Composed of personal testimonies from three Uighur women, an Oct. 26 event hosted by UR College Republicans gave students a look at the Uighur human rights crisis in Xinjiang, China.
“I ask that every single one of you, in your own capacity, come to the aid of the Uighurs,” said Zubayra Shamseden, Chinese Outreach Coordinator for the Uyghur Human Rights Project (UHRP).
“For far too long, Chinese government oppression has gone unimpeded. The time for justice is long overdue.”
The Uighurs (sometimes spelled “Uyghurs”) are an ethnic minority group native to Xinjiang (or East Turkestan), in the northwestern portion of China. Shamseden said that three million of the 12 million Uighur inhabitants are currently in concentration camps, and that the Uighur people as a whole are experiencing what she calls a “cultural genocide” and an “attack on religion.”
Forms of these discriminations, Shamseden said, include the confiscation of “illegal religious items,” the suppression of Islamic teachings outside of state agencies, mosque surveillance centers that detail “how to identify a terrorist,” mosques demolished in the name of construction, and the use of tear gas in raiding religious schools, amongst others. “Illegal religious publications” are also banned in Xinjiang.
At one point in the talk, Shamseden said that some Uighurs’ organs are harvested without their consent.
In the testimony of the other two guest speakers, Nur Iman and Ms. Aini (the latter was an alias — she did not provide her real name), they described how their family members were detained in the camps.
“When I was 17, that [was] my last call,” said Iman. “That was the last voice from my mom and my dad, my brothers. Ever since, I don’t know where they are now, or what they’re doing.”
Aini recounted her sisters’ detention during the initial Uighur mass detentions in 2016.
In America studying for her Ph.D., Aini was informed that one of her sisters was detained in the camps. She asked her mother how long her sister would be there, and was answered with, “I don’t know; we cannot ask. We are not allowed to ask, ‘Where is your daughter?’ We are not allowed to ask, ‘How long they will be detained?’”
Aini said she “couldn’t sleep for many days” and resorted to sleeping pills. In December 2017, she said, she lost contact with her entire family.
During the Q&A section, many attendees expressed their support, asking how they could get involved in combating the crisis.
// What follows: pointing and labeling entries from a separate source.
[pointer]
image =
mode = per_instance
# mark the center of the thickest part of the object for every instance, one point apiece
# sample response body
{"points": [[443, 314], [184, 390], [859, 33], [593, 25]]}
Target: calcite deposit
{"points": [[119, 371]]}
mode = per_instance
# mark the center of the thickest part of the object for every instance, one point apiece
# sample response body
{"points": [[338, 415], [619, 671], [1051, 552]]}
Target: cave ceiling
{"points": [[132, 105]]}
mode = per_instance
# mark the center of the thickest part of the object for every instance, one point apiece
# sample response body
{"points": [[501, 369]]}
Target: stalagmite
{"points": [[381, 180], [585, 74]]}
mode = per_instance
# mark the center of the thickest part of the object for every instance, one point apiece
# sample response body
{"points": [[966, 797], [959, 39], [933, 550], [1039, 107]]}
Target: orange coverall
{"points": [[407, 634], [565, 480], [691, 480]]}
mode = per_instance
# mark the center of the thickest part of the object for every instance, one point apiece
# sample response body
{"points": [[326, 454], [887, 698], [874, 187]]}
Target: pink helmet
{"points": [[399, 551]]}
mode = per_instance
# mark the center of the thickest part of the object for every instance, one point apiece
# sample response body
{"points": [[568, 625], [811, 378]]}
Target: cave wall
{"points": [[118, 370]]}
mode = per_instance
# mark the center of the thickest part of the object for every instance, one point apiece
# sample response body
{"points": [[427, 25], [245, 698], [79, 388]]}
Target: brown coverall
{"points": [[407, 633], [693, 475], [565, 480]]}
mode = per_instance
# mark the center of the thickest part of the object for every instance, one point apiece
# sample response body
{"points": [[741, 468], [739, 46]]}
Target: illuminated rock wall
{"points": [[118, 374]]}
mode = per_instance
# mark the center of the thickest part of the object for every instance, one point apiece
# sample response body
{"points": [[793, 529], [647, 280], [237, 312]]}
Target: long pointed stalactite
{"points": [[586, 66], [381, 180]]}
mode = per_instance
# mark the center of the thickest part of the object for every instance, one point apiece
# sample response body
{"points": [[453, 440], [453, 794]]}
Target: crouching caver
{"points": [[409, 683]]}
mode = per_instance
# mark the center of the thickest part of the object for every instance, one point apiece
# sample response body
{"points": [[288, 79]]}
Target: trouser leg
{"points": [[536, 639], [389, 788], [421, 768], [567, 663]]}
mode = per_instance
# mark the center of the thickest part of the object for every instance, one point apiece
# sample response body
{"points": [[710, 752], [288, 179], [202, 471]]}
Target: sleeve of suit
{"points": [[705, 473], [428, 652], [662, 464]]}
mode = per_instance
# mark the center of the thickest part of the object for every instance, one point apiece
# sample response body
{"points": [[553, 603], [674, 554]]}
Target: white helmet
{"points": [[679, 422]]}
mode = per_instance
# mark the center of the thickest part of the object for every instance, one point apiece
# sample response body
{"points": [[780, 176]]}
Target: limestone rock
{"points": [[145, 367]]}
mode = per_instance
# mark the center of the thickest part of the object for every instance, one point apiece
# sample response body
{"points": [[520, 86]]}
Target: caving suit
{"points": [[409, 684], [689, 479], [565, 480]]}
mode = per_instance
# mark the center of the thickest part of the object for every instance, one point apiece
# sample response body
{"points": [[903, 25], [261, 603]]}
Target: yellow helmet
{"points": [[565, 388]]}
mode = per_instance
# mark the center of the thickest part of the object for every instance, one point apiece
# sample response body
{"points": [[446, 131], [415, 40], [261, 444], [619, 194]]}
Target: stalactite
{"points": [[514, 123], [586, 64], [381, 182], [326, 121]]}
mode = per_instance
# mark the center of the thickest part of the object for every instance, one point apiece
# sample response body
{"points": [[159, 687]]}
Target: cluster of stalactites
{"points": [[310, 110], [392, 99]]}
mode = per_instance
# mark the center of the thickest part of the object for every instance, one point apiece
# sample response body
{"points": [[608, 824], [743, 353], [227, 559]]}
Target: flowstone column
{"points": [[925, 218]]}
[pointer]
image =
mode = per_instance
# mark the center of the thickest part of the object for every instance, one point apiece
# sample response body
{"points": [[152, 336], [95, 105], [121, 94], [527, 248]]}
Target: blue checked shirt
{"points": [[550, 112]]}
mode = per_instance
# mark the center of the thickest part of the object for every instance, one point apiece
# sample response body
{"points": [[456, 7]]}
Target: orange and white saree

Resources like the URHP website were given to provide general information and opportunities for involvement. Attendees were encouraged to create dialogue and talk to congressional representatives about the issue.
“I think it’s really important that these [kinds] of conversations continue happening,” first-year Victor Chang said.
“Spreading awareness is really the biggest deal because I didn’t know anything about Uighurs specifically before this,” he added. “Now that I do, I can spread it.”
The event comes after conflict between College Republicans and the Chinese Students’ Association (CSA). In early October, the CSA president submitted a letter of intent to student government, calling for the cancellation of the upcoming Uighur event. The College Republicans president then called for a Student Code of Conduct investigation of CSA. Both clubs eventually backed down.